Probably, I’m just getting old and nostalgic, but I often prefer letting someone else choose the playlist, especially if they are good at it. Compared to the average shuffle mix on an iPod, the classic top 40 of the 1960s and early 1970s still provided a more cohesive mix. Whether it was Motown, British Invasion, Stax/Volt, or San Francisco Psychedelia, if it made it on the top-40 in this period, there was something catchy and pop at its core.
Hell, the same could probably even be said about the average 1970s free-form station. There was a human filter involved, somebody with judgment. There was also the knowledge that a bunch of other folks in your town were listening to the same thing at that very same moment that you were.

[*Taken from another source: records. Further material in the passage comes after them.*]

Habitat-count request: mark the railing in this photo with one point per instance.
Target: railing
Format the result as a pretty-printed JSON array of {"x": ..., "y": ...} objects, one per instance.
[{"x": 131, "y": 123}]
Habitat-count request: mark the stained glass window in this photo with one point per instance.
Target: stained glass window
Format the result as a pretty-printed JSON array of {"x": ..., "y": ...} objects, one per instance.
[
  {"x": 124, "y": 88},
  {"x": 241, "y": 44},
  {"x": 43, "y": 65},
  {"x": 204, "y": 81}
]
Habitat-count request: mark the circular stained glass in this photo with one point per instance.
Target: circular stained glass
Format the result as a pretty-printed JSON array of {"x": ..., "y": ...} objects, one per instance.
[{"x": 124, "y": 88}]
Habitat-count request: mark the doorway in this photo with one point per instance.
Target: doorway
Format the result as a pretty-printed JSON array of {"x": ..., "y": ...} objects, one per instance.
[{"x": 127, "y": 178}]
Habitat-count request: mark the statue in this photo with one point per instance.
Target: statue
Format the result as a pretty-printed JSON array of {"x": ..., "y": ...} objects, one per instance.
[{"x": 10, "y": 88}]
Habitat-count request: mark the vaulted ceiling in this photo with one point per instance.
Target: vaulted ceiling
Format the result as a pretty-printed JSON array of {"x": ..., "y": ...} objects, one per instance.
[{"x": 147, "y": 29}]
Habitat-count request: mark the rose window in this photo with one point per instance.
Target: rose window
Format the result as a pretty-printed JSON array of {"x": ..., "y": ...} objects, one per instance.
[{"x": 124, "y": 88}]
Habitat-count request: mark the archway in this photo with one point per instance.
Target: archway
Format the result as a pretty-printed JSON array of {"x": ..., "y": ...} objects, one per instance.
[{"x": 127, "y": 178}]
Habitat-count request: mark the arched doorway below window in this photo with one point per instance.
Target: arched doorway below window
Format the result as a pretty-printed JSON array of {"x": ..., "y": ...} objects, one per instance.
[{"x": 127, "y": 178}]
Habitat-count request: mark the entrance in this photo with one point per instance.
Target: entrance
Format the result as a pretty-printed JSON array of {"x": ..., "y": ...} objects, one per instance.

When I first visited Seattle in the summer of 1990, my brother had KCMU on in his house (the predecessor to KEXP for any youngsters or Seattle newcomers reading this). As we moved around his Capitol Hill neighborhood, it seemed like every business we entered also had it on.
Fugazi was scheduled to play a show at some movie theater in Seattle’s Lake City neighborhood that has long since been razed for condos or something. Riz Rollins was the afternoon DJ then, and on the day of the Fugazi show, as he talked about it on the air, it really felt like Seattle was a very small town and everybody who lived there was going to be attending the show that night. I found that astounding, especially in a city the size of Seattle.
At that moment, I was reminded of the power of the wePod, and I understood why Seattle’s vibrant music scene was fast becoming an international phenomenon. Along with local music magazine “the Rocket,” KCMU was taking the energy of the local scene, aggregating it, amplifying it, mixing it with complementary stuff from the world outside Seattle (like Fugazi), and reflecting it back to the local community. All you had to do was tune in to be a part of it.
Today, social networking sites like Facebook seem to offer a richer platform than radio for aggregating and sharing these sorts of social experiences. So perhaps we don’t need radio as much for that anymore. But as I celebrate another year with the K-Mart radio, let’s not prematurely write off the venerable wePod either.
Sure, its status and cultural relevance may have declined somewhat in recent years. And it certainly has its flaws (the present state of most commercial radio offers ample proof of that). But in the right hands, a radio can still change your life, just as it changed mine that Christmas morning many years ago.
Everyday, staff members at stations like KEXP continue to drink deeply from the fire hose of cultural production, distill it, and beam the results back to the people. In doing so, they reaffirm that a carefully curated set of music provides an unparalleled opportunity to sidestep the noise and commune with the divinity of the pure signal.